Here’s the reality: no guy is going to come and fix me. He won’t fix me so that I’m not sad anymore. He won’t fix me so I feel whole and fulfilled. It just won’t happen. Life is not like a romcom or an indie movie starring a troubled, yet likable girl who meets a guy who can’t help but save her.

The movie industry has romanticized personal issues. I love watching movies, and I watch a lot of them. But if we aren’t careful, we can get unrealistic expectations about life from them. I know the only real answer to my problem, and it is a man, a man named Jesus.

Before I lose anyone who doesn’t want to read another article by a Christian girl proclaiming Jesus is the answer to everything, let me just say this: Even though I know Jesus wants to heal the damage in me, sometimes I don’t want him to. My fiercely independent personality makes me crave autonomy and to fix things on my own. If that doesn’t work, I look to other people for help. I call my mom or my best friend.

Usually, my last resort is to turn to God. And I know that’s not what He wants. He wants prayer to be the first thing I do during my freak-out moments. He wants me to go to Him with my fears, troubles, doubts, and desires surrendering them to Him, so He can work in me. This is so much easier said than done.

In my experience, prayer rarely gives quick gratification. Its answers are slower to come and more subtle in nature. God wants us to be patient, which is why He sometimes makes us wait for His answers. The problem with that is I love fast responses.

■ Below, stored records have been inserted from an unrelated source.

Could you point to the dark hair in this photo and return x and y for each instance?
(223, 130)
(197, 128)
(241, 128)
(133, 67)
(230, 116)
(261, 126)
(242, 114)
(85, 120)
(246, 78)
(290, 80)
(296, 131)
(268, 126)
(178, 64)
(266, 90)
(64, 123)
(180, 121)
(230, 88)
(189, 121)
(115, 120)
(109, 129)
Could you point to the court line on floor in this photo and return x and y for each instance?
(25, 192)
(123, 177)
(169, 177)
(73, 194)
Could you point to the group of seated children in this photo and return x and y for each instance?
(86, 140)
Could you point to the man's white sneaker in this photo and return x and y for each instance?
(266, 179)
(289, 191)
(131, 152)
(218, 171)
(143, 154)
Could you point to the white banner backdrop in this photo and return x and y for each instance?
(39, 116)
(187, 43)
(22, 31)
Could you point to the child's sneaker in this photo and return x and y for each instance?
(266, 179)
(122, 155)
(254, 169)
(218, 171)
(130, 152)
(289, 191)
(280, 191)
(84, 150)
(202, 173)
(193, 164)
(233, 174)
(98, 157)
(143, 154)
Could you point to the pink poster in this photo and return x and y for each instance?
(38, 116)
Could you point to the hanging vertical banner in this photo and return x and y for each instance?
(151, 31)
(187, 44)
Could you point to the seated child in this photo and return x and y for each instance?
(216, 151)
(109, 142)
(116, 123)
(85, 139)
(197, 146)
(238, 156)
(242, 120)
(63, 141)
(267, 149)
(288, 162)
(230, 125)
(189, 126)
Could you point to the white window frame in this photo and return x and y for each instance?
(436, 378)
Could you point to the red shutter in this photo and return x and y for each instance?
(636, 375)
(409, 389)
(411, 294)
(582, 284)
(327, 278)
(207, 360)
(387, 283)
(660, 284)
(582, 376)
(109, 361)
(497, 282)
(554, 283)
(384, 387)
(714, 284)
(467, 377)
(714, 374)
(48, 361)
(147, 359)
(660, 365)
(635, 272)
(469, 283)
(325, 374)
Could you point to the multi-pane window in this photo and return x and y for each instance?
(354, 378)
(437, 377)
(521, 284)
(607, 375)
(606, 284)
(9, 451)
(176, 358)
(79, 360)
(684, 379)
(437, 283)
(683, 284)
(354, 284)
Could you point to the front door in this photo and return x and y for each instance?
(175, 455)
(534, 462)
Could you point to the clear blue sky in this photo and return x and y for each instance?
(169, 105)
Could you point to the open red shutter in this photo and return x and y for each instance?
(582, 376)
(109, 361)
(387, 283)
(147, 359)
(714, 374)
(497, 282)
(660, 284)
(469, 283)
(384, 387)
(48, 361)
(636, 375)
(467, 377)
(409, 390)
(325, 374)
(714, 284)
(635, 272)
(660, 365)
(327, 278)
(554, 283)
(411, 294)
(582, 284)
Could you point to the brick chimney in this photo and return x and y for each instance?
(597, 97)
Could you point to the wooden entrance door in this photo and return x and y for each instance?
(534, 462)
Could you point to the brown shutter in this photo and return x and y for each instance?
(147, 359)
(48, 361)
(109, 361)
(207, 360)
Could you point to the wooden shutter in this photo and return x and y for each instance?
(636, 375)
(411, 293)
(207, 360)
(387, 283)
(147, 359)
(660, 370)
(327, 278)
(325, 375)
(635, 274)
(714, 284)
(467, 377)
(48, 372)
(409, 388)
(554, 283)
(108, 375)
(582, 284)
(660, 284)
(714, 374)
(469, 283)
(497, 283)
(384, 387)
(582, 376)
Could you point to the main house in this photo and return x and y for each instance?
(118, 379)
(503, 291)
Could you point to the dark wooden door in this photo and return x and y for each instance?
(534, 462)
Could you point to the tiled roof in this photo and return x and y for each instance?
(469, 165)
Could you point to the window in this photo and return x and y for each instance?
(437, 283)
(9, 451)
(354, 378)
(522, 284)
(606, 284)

If the drain is clogged, I want it fixed now. I won’t order from restaurants on Seamless that have an estimated delivery time of more than 30-40 minutes and sometimes even that is too long. I get frustrated when I email someone and they don’t respond within a day or two.

So waiting for God to answer prayers about how I feel damaged is not something I am excited about. I would rather someone, a human, come save me. In her book, Love Idol, Christian author, Jennifer Dukes Lee, says that, “The cure is in the process.”

Her context is getting free from the need for approval from the world and instead being confident in who you are in Christ, but I think it applies here. The cure to my damage is in the process of my healing. It won’t happen as quickly as I’d like, but it will happen. Your cure is in your process, too. Whatever you’re struggling with, it will take time, but you will heal.

So whether someone hurt you, someone took something from you, you lost someone, or something quite different happened to you, the reality of being damaged is you are not damaged beyond repair.